Béthanie est-il le lieu d’où partait Jésus vers Jérusalem, ou le lieu où Jésus venait se détendre des conflits de “la ville qui tue les prophètes” ? Les exégètes vous le diraient. Ce dont témoignent les deux frères franciscains qui accueillent les pèlerins, c’est que Béthanie est toujours cette maison adossée à la colline où l’on se retrouve ensemble et où on vient s’asseoir autour du repas.

Béthanie, c’est le lieu où Jésus, plutôt que d’être Dieu, est surtout un homme. Un homme qui ‘aimait Marthe et sa sœur Marie et Lazare’ (Jn 11, 5) et qui en était aimé.” C’est frère Eléazar Wroński qui parle. Le franciscain polonais accueille les pèlerins dans ce sanctuaire au nom de la Custodie de Terre Sainte.
“On vous a mis là à cause de votre prénom ?” Eléazar et Lazare sont en effet le même prénom. Le premier dans sa forme hébraïque El’āzār, signifiant “Dieu secourt”, le second, Lazare, après que le grec et le latin l’aient simplifié. “J’aime beaucoup ce nom reçu chez les franciscains, mais non… c’est le plus pur des hasards. On m’a mis là, dit-il dans un grand sourire, parce que les frères ne se précipitent pas pour venir servir ici.”
Ici, c’est le village palestinien de al-‘Azariya. Il est à flanc de colline, sur la pente orientale du mont des Oliviers. De nos jours encore, le GPS de Google indique pour s’y rendre de passer devant Gethsémani, en laissant la basilique sur votre gauche, et de suivre la route. Ne vous y fiez pas ! Depuis 2002 en effet, cette artère qu’on appelait “la route de Jéricho” est coupée par le mur de séparation à la sortie d’Abou Dis. Éloigné autrefois de 3 bons kilomètres, il faut dorénavant en faire 15 pour s’y rendre depuis la Vieille ville de Jérusalem.
On l’appelle encore village, bien qu’il y ait près de 25 000 habitants. La moitié de la population a encore la carte d’identité de Jérusalem, qui permet à ses détenteurs d’aller travailler en Israël. Mais une partie de l’économie s’est tournée vers la colonie voisine de Ma’ale Adumim et ses 40 000 habitants.

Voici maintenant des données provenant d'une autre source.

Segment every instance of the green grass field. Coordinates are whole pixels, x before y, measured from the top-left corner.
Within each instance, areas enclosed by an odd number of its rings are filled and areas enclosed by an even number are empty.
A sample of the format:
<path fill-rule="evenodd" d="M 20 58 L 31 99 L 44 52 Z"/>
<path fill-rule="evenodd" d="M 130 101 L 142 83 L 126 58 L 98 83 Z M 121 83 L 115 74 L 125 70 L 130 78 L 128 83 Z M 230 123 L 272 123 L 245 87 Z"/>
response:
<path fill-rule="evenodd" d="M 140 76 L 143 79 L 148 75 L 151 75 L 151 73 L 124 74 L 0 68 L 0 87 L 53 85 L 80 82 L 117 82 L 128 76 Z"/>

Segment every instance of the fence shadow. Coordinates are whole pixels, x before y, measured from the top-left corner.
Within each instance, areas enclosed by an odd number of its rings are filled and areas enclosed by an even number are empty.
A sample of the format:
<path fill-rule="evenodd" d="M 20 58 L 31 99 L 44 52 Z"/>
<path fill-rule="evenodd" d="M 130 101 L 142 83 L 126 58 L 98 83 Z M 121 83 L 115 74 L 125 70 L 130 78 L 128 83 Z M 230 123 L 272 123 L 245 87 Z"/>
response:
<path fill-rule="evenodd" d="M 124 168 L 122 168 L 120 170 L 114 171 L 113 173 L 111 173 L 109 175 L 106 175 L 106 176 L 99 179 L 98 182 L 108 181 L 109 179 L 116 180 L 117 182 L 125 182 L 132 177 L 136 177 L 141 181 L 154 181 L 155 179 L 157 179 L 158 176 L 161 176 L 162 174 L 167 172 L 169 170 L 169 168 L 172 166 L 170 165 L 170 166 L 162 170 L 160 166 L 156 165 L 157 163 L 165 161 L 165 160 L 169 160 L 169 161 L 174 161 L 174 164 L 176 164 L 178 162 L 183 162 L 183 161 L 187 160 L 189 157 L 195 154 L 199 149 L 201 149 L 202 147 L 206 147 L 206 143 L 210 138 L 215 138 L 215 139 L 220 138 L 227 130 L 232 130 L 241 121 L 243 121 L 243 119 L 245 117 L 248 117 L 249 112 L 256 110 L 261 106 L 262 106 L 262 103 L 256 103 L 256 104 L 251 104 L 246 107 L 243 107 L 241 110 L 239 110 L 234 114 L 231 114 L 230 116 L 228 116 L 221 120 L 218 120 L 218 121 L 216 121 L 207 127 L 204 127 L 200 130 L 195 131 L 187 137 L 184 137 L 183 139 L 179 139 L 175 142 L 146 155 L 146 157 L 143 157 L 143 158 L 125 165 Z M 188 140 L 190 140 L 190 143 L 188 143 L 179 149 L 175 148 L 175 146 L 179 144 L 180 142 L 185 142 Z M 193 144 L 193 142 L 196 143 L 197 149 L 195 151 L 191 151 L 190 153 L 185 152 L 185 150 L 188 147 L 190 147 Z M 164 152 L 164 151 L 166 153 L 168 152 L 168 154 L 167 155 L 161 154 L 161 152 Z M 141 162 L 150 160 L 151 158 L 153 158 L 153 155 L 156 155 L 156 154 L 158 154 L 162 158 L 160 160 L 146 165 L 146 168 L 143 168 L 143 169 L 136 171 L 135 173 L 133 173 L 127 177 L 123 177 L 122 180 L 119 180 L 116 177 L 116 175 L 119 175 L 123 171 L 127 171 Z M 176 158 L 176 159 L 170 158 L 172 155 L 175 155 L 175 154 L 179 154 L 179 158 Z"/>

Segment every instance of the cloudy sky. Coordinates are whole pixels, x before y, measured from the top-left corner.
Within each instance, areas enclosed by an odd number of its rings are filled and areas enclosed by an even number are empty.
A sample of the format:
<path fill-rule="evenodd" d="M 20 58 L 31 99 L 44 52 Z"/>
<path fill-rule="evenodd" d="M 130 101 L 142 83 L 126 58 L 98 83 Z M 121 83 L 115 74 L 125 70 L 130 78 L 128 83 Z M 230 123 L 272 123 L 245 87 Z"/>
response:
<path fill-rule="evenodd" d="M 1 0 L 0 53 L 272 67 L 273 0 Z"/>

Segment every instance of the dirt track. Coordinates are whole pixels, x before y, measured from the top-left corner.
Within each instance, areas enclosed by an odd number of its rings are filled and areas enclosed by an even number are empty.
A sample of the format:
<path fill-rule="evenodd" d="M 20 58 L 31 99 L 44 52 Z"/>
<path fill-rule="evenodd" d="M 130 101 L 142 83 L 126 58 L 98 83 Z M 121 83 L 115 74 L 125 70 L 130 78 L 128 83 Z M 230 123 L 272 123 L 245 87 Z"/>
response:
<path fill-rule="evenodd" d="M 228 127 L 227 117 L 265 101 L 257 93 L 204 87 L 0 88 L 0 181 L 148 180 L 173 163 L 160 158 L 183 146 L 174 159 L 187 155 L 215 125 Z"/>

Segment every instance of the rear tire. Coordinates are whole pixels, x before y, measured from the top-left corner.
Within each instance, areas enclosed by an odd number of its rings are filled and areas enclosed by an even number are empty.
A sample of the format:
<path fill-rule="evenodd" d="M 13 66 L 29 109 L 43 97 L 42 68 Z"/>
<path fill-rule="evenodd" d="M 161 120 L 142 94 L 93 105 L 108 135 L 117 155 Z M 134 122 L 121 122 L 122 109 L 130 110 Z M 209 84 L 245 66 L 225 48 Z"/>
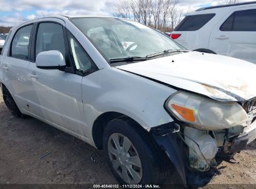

“Quand nous fermons les portes du sanctuaire, il n’y a rien à faire ici. Pas de piscine, pas de parc, pas de cinéma, pas de bar où aller boire une bière. Nous sommes éloignés de tout, c’est ce qui rend la vie ici plus austère”, explique frère Eléazar qui ajoute en riant “du coup, le gouvernement de la Custodie nous a oubliés, frère Michaël et moi. Nous sommes tous les deux ici depuis 18 ans !” Frère Michaël Sarquah est ghanéen. Il a le rire facile et incroyablement communicatif. “Nous disons le bréviaire et célébrons la messe ensemble, le plus souvent”.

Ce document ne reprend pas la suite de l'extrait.